The Riemann zeta function is described by the series $\zeta(s)=\sum 1/n^s$ for $\sigma>1$ where $s=\sigma+it$.
To show that the $\zeta(s)\rightarrow1$ as $\sigma\rightarrow\infty$ we might be tempted to use
$$\zeta(s)=\frac{1}{1^{s}}+\frac{1}{2^{s}}+\frac{1}{3^{s}}+\frac{1}{4^{s}}+\ldots$$
and say that as $\sigma\rightarrow\infty$, the magnitude of each term $|n^{-s}|=n^{-\sigma}$ tends to zero as $\sigma\rightarrow\infty$ for all n except $n=1$.
However - this assumes $\lim_{\sigma\rightarrow\infty}\sum 1/n^s = \sum \lim_{\sigma\rightarrow\infty} 1n^s$ which we haven't shown is true.

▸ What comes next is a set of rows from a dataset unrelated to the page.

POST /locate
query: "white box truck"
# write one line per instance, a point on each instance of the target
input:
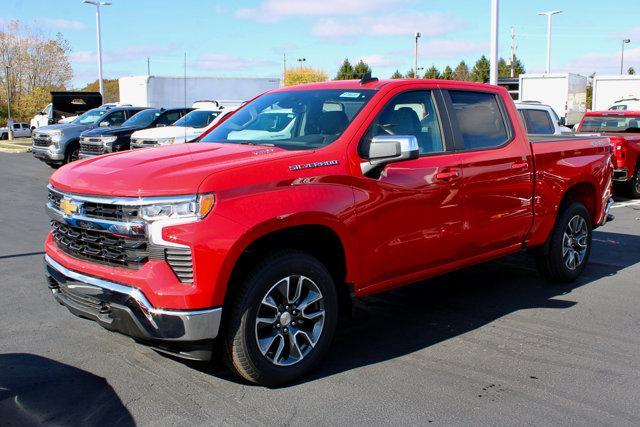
(169, 92)
(609, 89)
(566, 93)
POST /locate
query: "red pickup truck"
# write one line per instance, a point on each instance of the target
(623, 129)
(306, 196)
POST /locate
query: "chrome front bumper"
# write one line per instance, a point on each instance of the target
(124, 309)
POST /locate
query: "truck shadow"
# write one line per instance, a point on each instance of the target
(35, 390)
(421, 315)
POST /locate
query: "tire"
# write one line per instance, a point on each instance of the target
(73, 153)
(277, 360)
(633, 186)
(569, 245)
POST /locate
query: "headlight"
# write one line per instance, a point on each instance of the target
(189, 207)
(108, 140)
(166, 141)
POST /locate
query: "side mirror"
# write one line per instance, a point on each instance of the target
(386, 149)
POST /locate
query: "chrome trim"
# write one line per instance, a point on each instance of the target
(125, 201)
(152, 323)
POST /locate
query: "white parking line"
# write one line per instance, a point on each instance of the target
(623, 204)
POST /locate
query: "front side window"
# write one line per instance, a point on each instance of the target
(293, 120)
(197, 119)
(629, 124)
(410, 113)
(480, 119)
(538, 122)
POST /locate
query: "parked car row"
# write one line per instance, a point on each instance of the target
(110, 128)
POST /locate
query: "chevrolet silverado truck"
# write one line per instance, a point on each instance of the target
(260, 243)
(623, 129)
(100, 140)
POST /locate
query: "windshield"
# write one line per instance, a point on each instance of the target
(294, 120)
(90, 117)
(611, 124)
(197, 119)
(142, 119)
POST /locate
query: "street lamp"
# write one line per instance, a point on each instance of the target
(624, 41)
(97, 4)
(415, 58)
(549, 15)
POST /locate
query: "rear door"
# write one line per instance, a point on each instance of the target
(497, 171)
(409, 214)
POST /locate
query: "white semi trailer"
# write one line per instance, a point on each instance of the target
(169, 92)
(609, 89)
(566, 93)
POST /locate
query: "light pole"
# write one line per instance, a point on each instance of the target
(97, 4)
(549, 15)
(415, 57)
(624, 41)
(9, 121)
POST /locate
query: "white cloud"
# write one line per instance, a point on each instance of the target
(274, 10)
(222, 61)
(394, 24)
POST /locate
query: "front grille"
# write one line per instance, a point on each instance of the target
(91, 148)
(179, 259)
(102, 247)
(40, 140)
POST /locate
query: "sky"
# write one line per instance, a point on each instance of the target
(249, 38)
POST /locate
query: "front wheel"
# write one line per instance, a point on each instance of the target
(569, 245)
(282, 319)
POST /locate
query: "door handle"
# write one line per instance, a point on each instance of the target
(520, 166)
(448, 175)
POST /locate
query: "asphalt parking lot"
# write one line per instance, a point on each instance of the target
(489, 345)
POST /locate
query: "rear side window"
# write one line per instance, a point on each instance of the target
(538, 122)
(480, 119)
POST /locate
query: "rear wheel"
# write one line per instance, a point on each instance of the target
(634, 184)
(282, 319)
(569, 245)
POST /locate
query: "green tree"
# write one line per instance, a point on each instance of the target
(447, 73)
(461, 72)
(361, 69)
(346, 71)
(432, 73)
(111, 89)
(480, 71)
(300, 75)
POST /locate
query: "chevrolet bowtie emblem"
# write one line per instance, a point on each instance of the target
(68, 207)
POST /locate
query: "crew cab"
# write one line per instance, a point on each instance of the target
(623, 129)
(60, 143)
(117, 138)
(187, 129)
(541, 119)
(260, 243)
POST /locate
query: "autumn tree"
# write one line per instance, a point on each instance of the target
(432, 73)
(461, 72)
(300, 75)
(346, 71)
(447, 73)
(480, 72)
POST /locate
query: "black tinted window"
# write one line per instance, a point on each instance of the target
(480, 119)
(538, 122)
(410, 113)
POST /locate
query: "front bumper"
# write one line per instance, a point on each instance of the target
(125, 309)
(620, 175)
(47, 153)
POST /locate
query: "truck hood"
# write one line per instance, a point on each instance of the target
(168, 132)
(159, 171)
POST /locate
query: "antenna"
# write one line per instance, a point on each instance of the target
(367, 78)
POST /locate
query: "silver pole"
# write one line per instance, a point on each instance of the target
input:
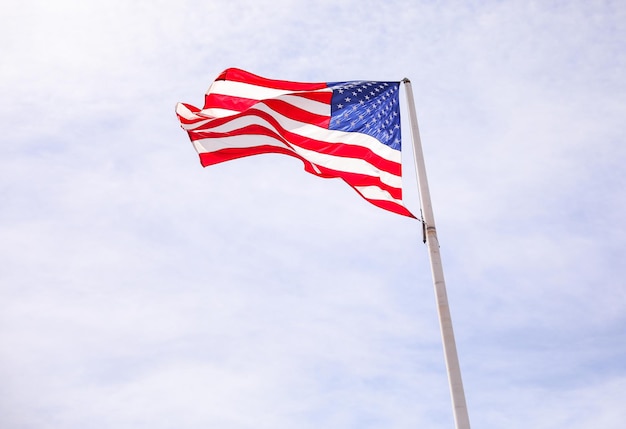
(459, 407)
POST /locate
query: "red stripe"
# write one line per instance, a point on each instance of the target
(352, 179)
(212, 158)
(335, 149)
(238, 75)
(219, 101)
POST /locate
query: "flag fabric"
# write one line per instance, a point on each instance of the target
(349, 130)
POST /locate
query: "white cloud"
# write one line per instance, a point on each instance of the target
(140, 290)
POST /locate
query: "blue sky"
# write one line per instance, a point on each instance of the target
(139, 290)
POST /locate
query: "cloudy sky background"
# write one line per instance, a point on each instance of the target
(139, 290)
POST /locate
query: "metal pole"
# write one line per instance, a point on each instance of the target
(459, 407)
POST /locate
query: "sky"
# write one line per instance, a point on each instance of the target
(140, 290)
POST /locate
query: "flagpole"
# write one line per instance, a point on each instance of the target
(459, 407)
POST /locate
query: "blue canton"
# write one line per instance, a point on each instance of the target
(371, 108)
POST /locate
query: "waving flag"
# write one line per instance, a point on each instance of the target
(349, 130)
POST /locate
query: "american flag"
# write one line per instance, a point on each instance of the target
(349, 130)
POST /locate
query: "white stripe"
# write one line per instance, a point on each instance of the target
(215, 144)
(322, 134)
(247, 90)
(349, 165)
(316, 107)
(376, 193)
(340, 163)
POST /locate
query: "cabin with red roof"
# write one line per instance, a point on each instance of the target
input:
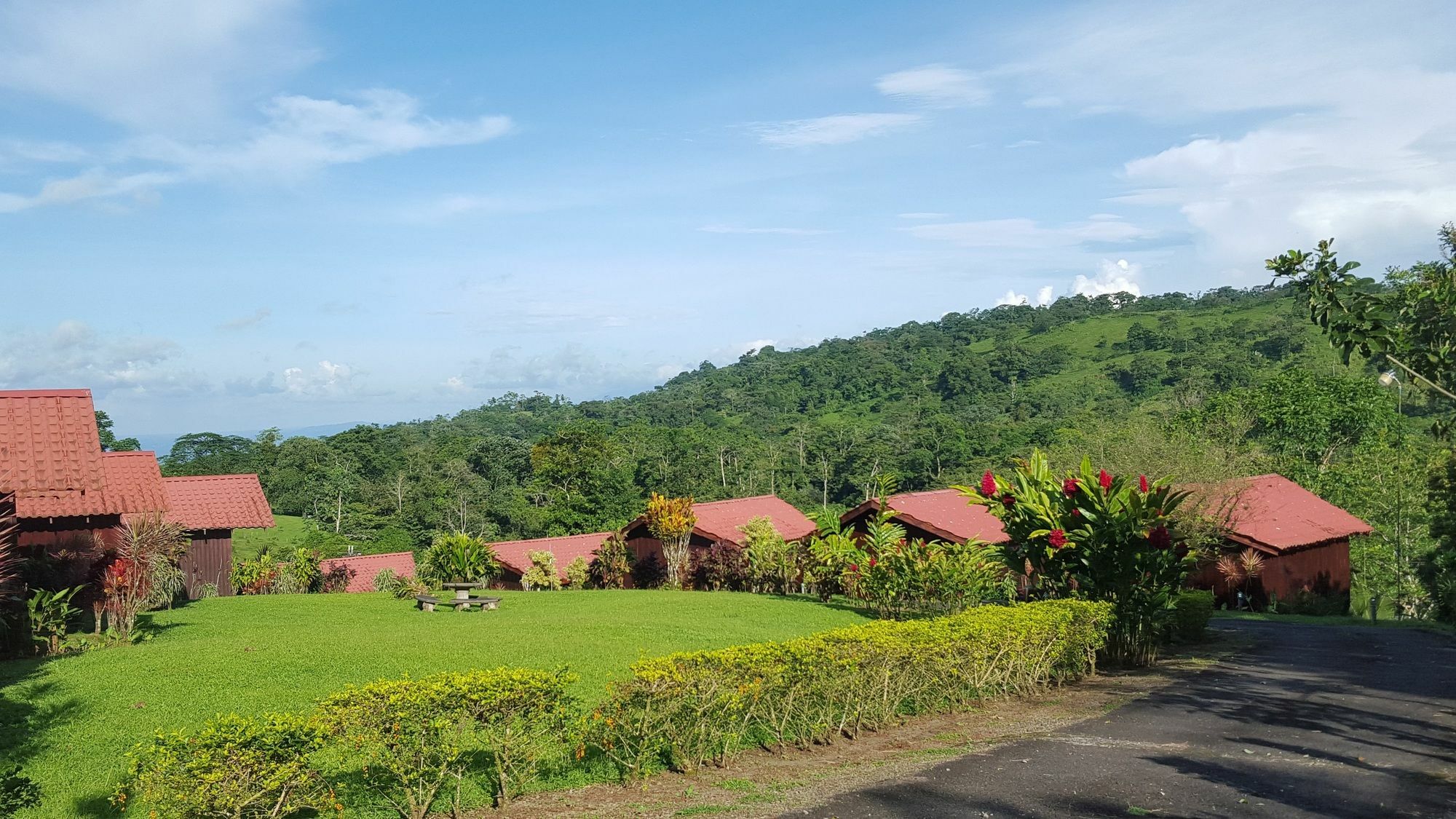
(1305, 539)
(938, 515)
(719, 522)
(65, 488)
(210, 507)
(515, 555)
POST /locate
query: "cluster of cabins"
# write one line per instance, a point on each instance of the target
(59, 486)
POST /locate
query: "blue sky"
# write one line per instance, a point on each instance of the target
(235, 215)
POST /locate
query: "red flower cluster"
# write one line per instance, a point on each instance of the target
(1160, 538)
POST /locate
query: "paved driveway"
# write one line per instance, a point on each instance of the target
(1314, 721)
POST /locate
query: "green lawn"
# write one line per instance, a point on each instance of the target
(71, 720)
(282, 539)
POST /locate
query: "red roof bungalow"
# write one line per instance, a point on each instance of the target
(1305, 539)
(362, 569)
(938, 515)
(66, 488)
(720, 521)
(210, 507)
(515, 555)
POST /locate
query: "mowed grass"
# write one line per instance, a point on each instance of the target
(282, 539)
(72, 720)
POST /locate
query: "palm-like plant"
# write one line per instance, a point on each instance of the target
(672, 522)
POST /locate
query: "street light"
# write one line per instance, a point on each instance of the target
(1391, 379)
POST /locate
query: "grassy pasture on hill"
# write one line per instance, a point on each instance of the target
(71, 720)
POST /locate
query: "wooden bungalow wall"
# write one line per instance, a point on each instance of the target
(209, 560)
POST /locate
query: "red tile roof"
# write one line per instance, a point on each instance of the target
(50, 454)
(135, 483)
(365, 567)
(1278, 515)
(218, 502)
(515, 554)
(946, 513)
(720, 519)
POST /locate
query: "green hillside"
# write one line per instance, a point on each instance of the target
(930, 403)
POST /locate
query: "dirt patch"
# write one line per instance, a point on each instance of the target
(768, 784)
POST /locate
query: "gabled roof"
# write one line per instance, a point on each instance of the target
(720, 519)
(946, 513)
(365, 567)
(50, 454)
(516, 554)
(218, 502)
(133, 483)
(1278, 515)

To do this we can use Tannery's Theorem (wiki, other).
Question: This question is about checking I have applied Tannery's theorem correctly.
Step 1
We start by stating Tannery's theorem to make sure we understand it. We start by defining:
$$S_j = \sum_{k}^{\infty} f_k(j) \; \text{ converges for all } j$$ $$ \lim_{j \rightarrow \infty} f_k(j) = f_k \; \text{ exists} $$
If the following bounds apply,
$$| f_k(j) | \leq M_k$$ $$ \sum_{k=0}^{\infty} M_k < \infty $$
Then we can say,
$$ \lim_{j \rightarrow \infty} S_j= \sum_{k=0}^{\infty} f_k $$
Step 2
We cast our challenge, and take care with the changed variable names.
We are interested in
$$ \lim_{\sigma\rightarrow\infty} \sum_n 1/n^s = \lim_{\sigma\rightarrow\infty} \sum_n f_n(\sigma) $$
where $f_n(\sigma) = 1/n^s = 1/n^{\sigma+it}$.
We then establish the preliminary conditions:
$$\sum_{n}^{\infty} f_n(\sigma) \; \text{ converges for all } \sigma>1$$
We are only interested in $\sigma>1$.
$$ \lim_{\sigma \rightarrow \infty} f_n(\sigma) = f_n \; \text{ exists} $$
Here:
$$ f_n = \begin{cases} 0 \text{ for } n>1\\ \\1 \text{ for } n=0 \end{cases} $$
Step 3
We then check the bounds:
$$| f_n(\sigma) | \leq M_n = 1/n^\sigma \text {converges for } \sigma > 1$$
$$ \sum M_n < \infty \text { for } \sigma >1$$
Step 4
Which finally allows us to say
$$ \lim_{\sigma \rightarrow \infty} \sum_n 1/n^s = \sum_{n} f_n = \sum 1+0+0+0 \ldots = 1 $$
This is close. There's really just one issue you need to fix: $M_n$ cannot depend on $\sigma$.
A simple way to fix this is to assume $\sigma \geq 2$ and then define $M_n = 1/n^2$.